BUFFALO, N.Y. — Connor McDavid and Jack Eichel have been linked as the NHL’s two top draft prospects since September.
It wasn’t until this week at the league’s pre-draft scouting combine in Buffalo when the two finally had a chance to sit down and chat.
“We’ve had a pretty good rivalry,” McDavid said. “We’ve been linked together so long, you start to feel like you know him. And he’s a nice guy.”
The feeling was mutual for Eichel.
“Yeah, he’s a pretty good kid,” he said. “It was nice to finally meet him.”
Just don’t ask who’s better between two centres who possess distinct styles, and are both regarded by NHL scouts as having “once-in-a-generation” ability.
“That’s not up to me to decide,” McDavid said. “I feel I’m the best player in the draft, but maybe you’ll get a different answer from Jack.”
Eichel responded by saying: “I’m pretty confident in my own abilities.”
Officially, The Canadian-born McDavid finished first in the NHL Central Scouting rankings and is highly anticipated to be selected first by the Edmonton Oilers in the draft on June 26. He’s a speedy, play-making 18-year-old who earned Canadian Junior Hockey player of the year honours after scoring 44 goals and 120 points in 47 games with Ontario Hockey League Erie Otters.
Eichel is the second-ranked prospect, and expected to be drafted by the Buffalo Sabres, who have the No. 2 pick. The American-born Eichel has a more hard-hitting style than McDavid and proved to be no slouch playing against older competition at Boston University. He led the nation with 71 points (26 goals, 45 assists) in becoming college hockey’s second freshman to win the Hobey Baker award.
What’s not up for debate is each player’s ability.
“They both are going to be big contributors in the NHL,” Central Scouting director Dan Marr said. “They’re going to make a difference for their team. They’re going to make an impact. They’re going to put up numbers.
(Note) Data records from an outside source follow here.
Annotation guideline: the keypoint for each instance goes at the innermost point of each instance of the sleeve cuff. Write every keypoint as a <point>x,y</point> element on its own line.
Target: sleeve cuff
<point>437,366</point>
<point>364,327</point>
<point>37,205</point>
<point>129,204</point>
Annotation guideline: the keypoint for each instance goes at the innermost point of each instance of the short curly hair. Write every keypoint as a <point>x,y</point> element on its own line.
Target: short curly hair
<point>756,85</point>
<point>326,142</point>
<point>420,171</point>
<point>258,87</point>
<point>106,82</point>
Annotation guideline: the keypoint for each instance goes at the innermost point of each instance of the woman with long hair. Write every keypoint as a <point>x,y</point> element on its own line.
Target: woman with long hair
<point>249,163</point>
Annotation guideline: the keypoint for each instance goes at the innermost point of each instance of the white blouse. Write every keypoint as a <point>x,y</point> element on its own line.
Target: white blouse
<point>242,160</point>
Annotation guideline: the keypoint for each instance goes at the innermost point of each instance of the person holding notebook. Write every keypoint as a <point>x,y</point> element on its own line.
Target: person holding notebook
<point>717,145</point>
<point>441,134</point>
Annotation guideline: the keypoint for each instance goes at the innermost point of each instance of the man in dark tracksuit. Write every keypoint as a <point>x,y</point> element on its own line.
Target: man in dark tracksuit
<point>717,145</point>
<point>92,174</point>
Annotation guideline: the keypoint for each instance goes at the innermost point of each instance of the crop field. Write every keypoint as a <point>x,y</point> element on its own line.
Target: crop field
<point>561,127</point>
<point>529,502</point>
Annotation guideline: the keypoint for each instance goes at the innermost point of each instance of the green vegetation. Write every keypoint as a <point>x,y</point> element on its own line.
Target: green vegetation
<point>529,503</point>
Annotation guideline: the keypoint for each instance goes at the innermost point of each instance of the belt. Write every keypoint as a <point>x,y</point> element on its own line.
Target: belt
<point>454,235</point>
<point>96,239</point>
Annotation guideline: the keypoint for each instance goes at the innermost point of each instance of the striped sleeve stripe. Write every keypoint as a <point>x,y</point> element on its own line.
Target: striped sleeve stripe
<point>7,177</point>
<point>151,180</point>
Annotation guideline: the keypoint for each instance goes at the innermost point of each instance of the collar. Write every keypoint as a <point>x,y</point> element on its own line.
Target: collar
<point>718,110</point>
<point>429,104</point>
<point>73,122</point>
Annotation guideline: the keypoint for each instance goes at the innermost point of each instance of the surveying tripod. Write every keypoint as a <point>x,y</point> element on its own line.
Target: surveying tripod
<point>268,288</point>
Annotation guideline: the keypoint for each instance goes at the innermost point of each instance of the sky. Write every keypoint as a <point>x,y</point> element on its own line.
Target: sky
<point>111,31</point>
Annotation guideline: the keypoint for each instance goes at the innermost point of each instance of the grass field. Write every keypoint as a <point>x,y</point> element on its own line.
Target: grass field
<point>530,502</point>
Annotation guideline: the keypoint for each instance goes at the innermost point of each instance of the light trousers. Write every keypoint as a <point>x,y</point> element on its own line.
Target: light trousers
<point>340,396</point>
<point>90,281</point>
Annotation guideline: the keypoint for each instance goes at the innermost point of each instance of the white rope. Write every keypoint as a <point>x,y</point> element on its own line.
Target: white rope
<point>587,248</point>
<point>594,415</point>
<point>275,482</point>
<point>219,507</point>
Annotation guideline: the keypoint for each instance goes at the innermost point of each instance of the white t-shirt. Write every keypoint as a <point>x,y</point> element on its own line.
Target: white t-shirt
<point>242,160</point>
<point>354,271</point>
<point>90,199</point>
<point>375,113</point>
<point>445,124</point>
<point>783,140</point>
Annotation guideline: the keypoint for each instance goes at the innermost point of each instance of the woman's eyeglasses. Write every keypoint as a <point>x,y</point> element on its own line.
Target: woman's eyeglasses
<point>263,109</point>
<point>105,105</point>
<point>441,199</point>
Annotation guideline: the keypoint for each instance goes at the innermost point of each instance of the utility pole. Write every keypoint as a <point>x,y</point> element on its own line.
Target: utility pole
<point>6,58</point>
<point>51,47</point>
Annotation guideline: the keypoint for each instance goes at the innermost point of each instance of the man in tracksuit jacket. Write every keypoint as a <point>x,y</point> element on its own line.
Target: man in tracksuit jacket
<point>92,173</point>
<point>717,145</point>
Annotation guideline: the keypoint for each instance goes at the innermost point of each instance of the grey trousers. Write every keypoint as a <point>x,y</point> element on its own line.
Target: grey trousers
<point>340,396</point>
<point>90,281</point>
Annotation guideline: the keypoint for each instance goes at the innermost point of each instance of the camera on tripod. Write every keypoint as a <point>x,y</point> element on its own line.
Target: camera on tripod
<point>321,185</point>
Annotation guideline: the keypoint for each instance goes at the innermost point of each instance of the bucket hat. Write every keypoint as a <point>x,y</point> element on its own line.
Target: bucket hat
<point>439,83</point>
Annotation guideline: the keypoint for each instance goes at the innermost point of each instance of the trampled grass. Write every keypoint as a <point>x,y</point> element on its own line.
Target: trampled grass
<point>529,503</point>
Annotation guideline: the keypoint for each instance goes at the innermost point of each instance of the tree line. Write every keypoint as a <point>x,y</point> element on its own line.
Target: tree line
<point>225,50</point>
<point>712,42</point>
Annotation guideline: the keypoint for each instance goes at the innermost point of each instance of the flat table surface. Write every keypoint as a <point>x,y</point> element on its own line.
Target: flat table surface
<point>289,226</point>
And they’re going to be special players.”
The challenge for Marr and his staff was ranking the two.
“It’s a fine line,” Marr said, before noting McDavid earned the edge because he is regarded to have more potential.
“We feel the best is yet to come,” Marr said. “There’s still room for growth in his game.”
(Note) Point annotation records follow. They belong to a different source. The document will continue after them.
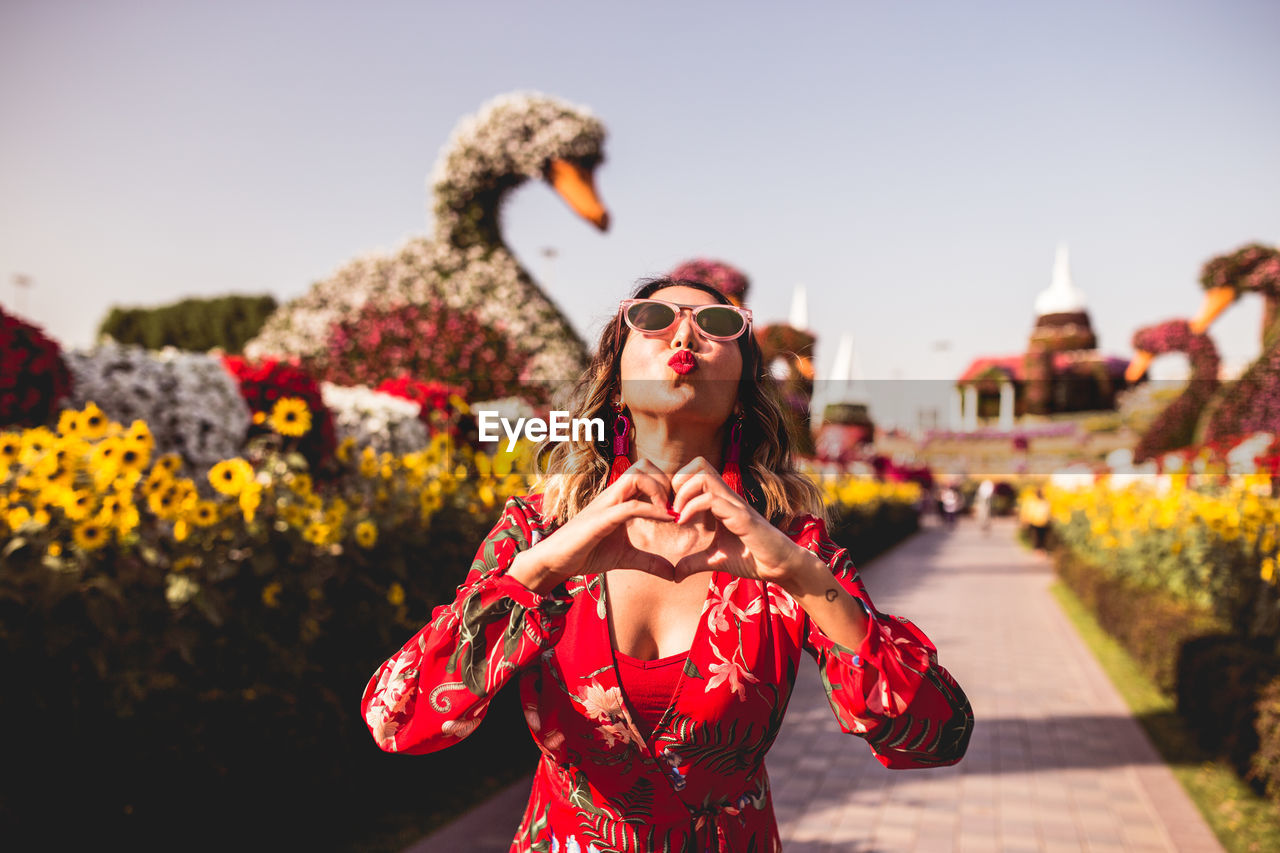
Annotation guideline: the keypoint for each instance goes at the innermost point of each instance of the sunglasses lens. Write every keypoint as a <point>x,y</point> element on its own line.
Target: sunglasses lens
<point>721,322</point>
<point>650,316</point>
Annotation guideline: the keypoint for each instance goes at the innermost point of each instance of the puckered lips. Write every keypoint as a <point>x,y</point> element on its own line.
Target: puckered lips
<point>682,363</point>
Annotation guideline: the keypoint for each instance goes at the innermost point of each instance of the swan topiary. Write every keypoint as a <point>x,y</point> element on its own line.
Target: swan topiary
<point>1174,427</point>
<point>465,261</point>
<point>1252,402</point>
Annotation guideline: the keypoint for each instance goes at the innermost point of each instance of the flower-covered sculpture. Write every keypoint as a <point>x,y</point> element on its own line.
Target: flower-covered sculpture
<point>186,398</point>
<point>440,407</point>
<point>723,277</point>
<point>430,340</point>
<point>466,261</point>
<point>1252,402</point>
<point>33,378</point>
<point>1175,427</point>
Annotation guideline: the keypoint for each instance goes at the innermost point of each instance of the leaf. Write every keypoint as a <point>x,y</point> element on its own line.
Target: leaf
<point>581,794</point>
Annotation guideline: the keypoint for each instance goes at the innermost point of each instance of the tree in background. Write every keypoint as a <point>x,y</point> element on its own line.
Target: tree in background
<point>225,322</point>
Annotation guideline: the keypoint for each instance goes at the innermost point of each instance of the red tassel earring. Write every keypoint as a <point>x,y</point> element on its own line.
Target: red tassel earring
<point>621,439</point>
<point>732,475</point>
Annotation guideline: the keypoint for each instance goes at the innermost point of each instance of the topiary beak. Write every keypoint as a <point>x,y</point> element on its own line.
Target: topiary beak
<point>1216,299</point>
<point>576,186</point>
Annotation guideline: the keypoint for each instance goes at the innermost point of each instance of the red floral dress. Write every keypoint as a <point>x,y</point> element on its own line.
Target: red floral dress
<point>698,783</point>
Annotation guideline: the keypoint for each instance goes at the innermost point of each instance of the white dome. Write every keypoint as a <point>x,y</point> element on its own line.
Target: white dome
<point>1061,296</point>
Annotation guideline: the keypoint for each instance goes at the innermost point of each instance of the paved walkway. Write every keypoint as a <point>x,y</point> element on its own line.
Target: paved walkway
<point>1056,761</point>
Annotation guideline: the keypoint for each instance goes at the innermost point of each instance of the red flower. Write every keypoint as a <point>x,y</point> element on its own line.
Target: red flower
<point>33,363</point>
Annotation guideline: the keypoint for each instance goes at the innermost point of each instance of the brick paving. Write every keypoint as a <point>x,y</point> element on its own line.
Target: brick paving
<point>1056,762</point>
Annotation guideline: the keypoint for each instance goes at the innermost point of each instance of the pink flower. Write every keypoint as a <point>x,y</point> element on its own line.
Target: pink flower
<point>728,671</point>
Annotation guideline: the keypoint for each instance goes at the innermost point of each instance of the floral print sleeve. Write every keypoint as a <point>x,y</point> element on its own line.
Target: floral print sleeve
<point>435,689</point>
<point>891,689</point>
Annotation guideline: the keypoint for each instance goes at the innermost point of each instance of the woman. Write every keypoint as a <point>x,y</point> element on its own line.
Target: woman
<point>653,607</point>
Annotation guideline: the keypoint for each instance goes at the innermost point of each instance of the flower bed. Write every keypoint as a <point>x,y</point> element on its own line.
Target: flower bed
<point>869,516</point>
<point>186,400</point>
<point>196,652</point>
<point>33,378</point>
<point>1187,580</point>
<point>193,644</point>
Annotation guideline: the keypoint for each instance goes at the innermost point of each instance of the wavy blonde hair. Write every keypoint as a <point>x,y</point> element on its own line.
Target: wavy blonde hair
<point>575,471</point>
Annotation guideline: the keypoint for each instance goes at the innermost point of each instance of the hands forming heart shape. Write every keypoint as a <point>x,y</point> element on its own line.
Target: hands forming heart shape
<point>671,528</point>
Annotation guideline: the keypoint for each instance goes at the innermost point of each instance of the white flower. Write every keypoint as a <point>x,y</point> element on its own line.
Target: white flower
<point>375,419</point>
<point>510,140</point>
<point>188,400</point>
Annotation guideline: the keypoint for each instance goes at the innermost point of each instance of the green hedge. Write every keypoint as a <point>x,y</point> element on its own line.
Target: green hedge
<point>227,723</point>
<point>1226,687</point>
<point>225,322</point>
<point>867,534</point>
<point>1266,762</point>
<point>1151,623</point>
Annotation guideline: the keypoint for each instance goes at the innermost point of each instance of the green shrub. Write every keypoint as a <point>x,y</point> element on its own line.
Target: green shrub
<point>1266,760</point>
<point>867,534</point>
<point>1148,621</point>
<point>1220,679</point>
<point>225,322</point>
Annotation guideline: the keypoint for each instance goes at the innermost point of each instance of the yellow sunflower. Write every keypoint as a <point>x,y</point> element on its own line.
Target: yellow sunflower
<point>369,464</point>
<point>77,505</point>
<point>90,536</point>
<point>205,514</point>
<point>231,475</point>
<point>366,534</point>
<point>250,500</point>
<point>291,416</point>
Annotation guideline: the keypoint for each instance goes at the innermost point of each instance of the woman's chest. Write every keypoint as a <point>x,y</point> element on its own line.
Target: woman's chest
<point>652,617</point>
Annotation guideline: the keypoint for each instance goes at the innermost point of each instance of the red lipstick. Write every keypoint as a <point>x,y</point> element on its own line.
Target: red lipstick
<point>682,363</point>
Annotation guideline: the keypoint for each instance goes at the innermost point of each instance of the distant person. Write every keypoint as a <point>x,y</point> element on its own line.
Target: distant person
<point>951,502</point>
<point>1036,515</point>
<point>982,503</point>
<point>653,606</point>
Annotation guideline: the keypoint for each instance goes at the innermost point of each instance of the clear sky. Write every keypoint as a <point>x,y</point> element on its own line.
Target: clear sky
<point>913,164</point>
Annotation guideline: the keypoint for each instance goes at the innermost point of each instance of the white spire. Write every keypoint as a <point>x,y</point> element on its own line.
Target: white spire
<point>799,309</point>
<point>1061,295</point>
<point>842,369</point>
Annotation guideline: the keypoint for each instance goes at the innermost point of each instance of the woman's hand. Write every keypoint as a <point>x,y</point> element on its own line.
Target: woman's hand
<point>595,539</point>
<point>744,542</point>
Boston Bruins general manager Don Sweeney called both “foundational-type players.”
McDavid and Eichel are among 120 prospects attending the weeklong combine, which concludes with physical testing Saturday.
Boston College defenceman Noah Hanifin is ranked third by Central Scouting, followed by McDavid’s teammate Dylan Strome.
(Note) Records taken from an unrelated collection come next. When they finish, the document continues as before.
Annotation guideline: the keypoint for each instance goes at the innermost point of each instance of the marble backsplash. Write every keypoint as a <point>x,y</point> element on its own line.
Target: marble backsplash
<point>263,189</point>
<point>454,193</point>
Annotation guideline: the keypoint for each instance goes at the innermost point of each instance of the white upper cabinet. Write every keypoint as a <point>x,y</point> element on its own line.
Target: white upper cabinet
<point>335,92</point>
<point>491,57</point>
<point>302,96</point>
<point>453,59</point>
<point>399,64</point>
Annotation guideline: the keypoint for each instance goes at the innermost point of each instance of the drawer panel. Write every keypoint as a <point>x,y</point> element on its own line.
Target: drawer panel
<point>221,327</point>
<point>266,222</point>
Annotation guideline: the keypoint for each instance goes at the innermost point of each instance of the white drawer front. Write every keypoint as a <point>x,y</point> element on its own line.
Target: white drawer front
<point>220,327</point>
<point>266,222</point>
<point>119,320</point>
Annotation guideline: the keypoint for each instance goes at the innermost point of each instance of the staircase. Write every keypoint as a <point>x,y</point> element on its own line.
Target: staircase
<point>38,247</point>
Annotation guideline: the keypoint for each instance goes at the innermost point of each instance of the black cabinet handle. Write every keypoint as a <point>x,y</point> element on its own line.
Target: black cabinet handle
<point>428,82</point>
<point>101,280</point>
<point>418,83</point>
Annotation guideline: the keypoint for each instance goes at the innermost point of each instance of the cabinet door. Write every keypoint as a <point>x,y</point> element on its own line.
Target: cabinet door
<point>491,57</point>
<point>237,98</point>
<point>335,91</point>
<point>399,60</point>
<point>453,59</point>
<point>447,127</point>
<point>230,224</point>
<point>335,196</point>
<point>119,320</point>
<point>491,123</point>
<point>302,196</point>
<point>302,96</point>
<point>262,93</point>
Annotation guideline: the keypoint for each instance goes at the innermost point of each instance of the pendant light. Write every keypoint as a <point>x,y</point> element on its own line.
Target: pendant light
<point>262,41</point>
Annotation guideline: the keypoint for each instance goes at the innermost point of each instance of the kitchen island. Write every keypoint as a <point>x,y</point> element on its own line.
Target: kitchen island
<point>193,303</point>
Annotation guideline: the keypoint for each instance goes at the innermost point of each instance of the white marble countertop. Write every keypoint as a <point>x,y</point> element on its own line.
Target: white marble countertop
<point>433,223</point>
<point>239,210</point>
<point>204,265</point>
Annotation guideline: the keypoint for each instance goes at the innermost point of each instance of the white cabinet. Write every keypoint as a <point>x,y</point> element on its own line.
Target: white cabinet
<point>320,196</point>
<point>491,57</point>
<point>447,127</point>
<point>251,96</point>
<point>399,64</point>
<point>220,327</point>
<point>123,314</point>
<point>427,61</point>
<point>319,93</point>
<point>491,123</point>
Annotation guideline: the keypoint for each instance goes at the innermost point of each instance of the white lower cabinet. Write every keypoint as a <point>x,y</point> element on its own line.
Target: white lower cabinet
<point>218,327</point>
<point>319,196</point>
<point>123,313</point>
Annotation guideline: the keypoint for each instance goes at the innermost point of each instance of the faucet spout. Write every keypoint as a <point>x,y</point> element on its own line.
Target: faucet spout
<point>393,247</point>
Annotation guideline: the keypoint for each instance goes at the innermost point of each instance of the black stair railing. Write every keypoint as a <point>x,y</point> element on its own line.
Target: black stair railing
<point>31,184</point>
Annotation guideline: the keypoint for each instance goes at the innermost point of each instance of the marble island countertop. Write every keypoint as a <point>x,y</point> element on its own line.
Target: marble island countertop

Hanifin acknowledged he would be shocked if McDavid and Eichel weren’t drafted first and second.
“All they attention they’ve gotten this year, they deserve,” Hanifin said.
Strome, meanwhile, had the best comment of the day, when asked how opposing teams might defend against McDavid.
“Good luck, I guess,” Strome said.
Players spent the early part of the week holding one-on-one interviews with team executives.
McDavid had only had a few meetings, including interviews with the Oilers and Toronto Maple Leafs, who have the fourth pick.
He acknowledged being surprised in April when the Oilers jumped two spots ahead of Buffalo and Arizona to land the No. 1 pick during the NHL draft lottery.
“It was more shock than anything,” McDavid said, noting he’s prepared to play for whichever team drafts him.
“There’s nothing to accept,” he said. “If it’s Edmonton, it’s great. If not, it will be great anywhere in the NHL.”
Eichel met with five teams, including the Sabres.
“I didn’t do any preparation, to be honest with you,” Eichel said of his approach to the meetings. “I think the most important thing about going into interviews like that is just be yourself, talk from the heart.”
He’s spent part of the week touring the city, and sampled some Buffalo chicken wings.
Eichel has not yet decided whether he’ll turn pro next season or return to Boston University. He expects to make the decision following the draft.